Мастер отогнал мелкие мысли, подошёл, присев на корточки, откинул край циновки. И отвернулся, прикрывая рукой глаза, как от блеска лесного пожара. Коричневый прозрачный огонь хлестнул по лицу, и в нём, во взгляде беспомощно лежащей, — смертельный ужас и непонимание переплавились в такую силу, что невозможно было смотреть. Нащупав рукой край, он снова набросил ткань на лицо.
— Нельзя, так нельзя, — стал проговаривать хрипло, зная, что не поймёт, она ведь пришла с водой в реку из моря, а там живут совсем другие люди и язык у них другой.
— Не смотри так, уйми сердце, иначе наделаешь бед. Я не сделаю плохого!
Развернув сбоку ткань, положил холодную неживую руку к себе на колени и стал гладить худые пальцы.
— Ты пришла из реки, почти мёртвая. Я дам тебе еду, огонь в моём доме согреет тебя. Захочешь, уйдёшь. Но знак на плече не нужен. Если люди увидят его, тебя отдадут Владыкам. А тебе туда нельзя.
Он сглотнул, вспоминая.
— Таких, как ты, там… Нет-нет, нельзя тебе туда. И не спрячешься, ты слаба и не сумеешь убежать. Боги привели меня на берег, чтобы помочь тебе. И я помогу. А еще Малити нашел раковину. Это знак! Когда день склонится к вечеру, всё будет уже сделано и ягоды в твоей крови заснут. Завтра, с утром, ты заговоришь и сможешь сесть, а потом ходить. А когда рассыплется третий знак, мы выйдем на свет, и я расскажу всем, что тебя мне прислал Западный ветер. Видишь, он проломил крышу? Оттуда ты пришла.

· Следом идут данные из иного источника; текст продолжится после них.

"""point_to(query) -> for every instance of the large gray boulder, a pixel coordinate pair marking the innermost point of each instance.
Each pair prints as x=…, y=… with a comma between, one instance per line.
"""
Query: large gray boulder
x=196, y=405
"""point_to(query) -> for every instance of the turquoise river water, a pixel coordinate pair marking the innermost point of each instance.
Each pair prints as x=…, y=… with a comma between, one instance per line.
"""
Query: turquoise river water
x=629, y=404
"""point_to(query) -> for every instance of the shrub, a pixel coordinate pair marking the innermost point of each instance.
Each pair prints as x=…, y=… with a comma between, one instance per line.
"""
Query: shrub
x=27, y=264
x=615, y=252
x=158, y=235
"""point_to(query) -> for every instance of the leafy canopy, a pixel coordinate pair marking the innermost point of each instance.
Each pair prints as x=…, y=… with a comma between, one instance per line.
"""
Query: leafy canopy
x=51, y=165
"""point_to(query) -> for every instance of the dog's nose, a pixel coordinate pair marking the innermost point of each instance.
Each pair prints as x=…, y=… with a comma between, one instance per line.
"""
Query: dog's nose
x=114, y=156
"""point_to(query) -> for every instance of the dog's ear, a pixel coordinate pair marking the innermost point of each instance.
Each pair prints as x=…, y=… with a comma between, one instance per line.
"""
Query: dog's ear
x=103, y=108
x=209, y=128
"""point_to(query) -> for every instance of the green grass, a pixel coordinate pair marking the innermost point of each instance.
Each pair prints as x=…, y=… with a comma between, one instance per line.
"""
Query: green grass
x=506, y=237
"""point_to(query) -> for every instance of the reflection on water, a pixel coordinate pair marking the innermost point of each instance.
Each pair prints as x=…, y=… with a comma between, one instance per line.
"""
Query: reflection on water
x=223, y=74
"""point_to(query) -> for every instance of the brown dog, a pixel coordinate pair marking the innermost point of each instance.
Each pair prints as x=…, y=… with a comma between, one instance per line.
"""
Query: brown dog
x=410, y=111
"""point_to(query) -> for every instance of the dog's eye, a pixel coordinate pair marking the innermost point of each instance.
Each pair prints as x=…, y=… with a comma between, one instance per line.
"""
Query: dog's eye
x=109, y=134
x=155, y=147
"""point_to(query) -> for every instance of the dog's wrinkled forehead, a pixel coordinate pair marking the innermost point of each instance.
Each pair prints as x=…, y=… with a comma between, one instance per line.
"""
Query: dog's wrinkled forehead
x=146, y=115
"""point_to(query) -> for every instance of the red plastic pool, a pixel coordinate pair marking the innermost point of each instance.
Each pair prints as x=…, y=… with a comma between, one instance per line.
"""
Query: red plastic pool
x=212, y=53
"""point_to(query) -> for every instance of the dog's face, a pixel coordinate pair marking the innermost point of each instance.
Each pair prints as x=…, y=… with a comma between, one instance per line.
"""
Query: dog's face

Он взмахнул рукой, показывая на пролом в кровле, и её рука со стуком упала на пол.
— Не бойся. Боль придёт и уйдёт. Ты будешь жить. И будет тебе покой и моя забота. Столько, сколько захочешь сама.
Он снова чуть-чуть откинул ткань с лица и перевёл дыхание. Голос его немного притушил силу её взгляда. И хорошо. С такой силой мало ли что может случиться. Зашевелится земля, или река прыгнет со своего ложа и смоет деревню напрочь.
Надо её уложить поудобнее. И если будет она снова глядеть так, то ткань прикроет лицо, пока он точит нож и делает то, что решил.
Не вставая с колен, потянулся за комком мягкой сухой травы, намочил её в скорлупе ореха и, стащив циновку, протёр белое тело от налипшего песка. Сморщился, увидев под бёдрами мокрое пятно, приподнял и подоткнул под неё сухую ткань, чтоб не замёрзла. Укрыл снова, всю, кроме плеча с ползущей по нему змеёй. И, устроив на колене камень, стал точить нож. Следил за её глазами, и, когда при первых звуках лезвия по камню они снова полыхнули ужасом, накинул на лицо ткань. И стал говорить. Точил и рассказывал ей о том, как утонула его мать, а отца убили в лесу дикие кошки. И как он жил в чужих домах, дрался с другими детьми, когда над ним смеялись, а потом ушёл, еще до обряда. Стал строить хижину себе, вот эту самую, спал под столбами крыльца, как собака, которую бросили в стойбище. Чужие матери приносили ему еду. А на обряд он пришёл сам, не кричал и заслужил похвалу старого вождя. Получил копье с каменным наконечником. Пошёл на охоту с другими и радовался, что его глаза самые зоркие, видят следы даже на ветках и листьях, где лесные кошки оставляют золотые шерстинки. Ещё радовался, что отомстит за отца, убьёт их всех, прямо у логова, куда вывел других мальчишек. Но у логова, на рассвете, увидел первым, как кошка-мать лежит, выставив розовые соски на широком животе, и мурлычет, наблюдая за игрой котят. Встал на опушке и хотел не пустить остальных. Но его побили, отобрали копье и изгнали из деревни. Вечером сидел у своей хижины, один, смотрел на костры в деревне и слушал, как гремят барабаны, пищат флейты, — люди радовались добыче, и на столбах у домов уже висели распяленные золотые шкуры. Он хотел уйти, совсем. Но остался, потому что из деревни к нему пришла Онна, совсем ещё девочка тогда, принесла калебас молока и сидела рядом на корточках, вертя на руке грубый деревянный браслет. Тогда он решил — уйдет, но сначала сделает ей самый красивый браслет в деревне. А когда сделал и подарил, она так радовалась, привела подружек. Сделал и им. И старый вождь сказал тогда, что он, Акут, не мужчина, потому что не хочет охотиться, но и не женщина. Он — мастер. И велел оставить его в покое. Это его слова повторил Мененес о том, что такие нужны. И он остался. Один в хижине, которую построил сам, когда ещё не росла у него борода и волосы на груди.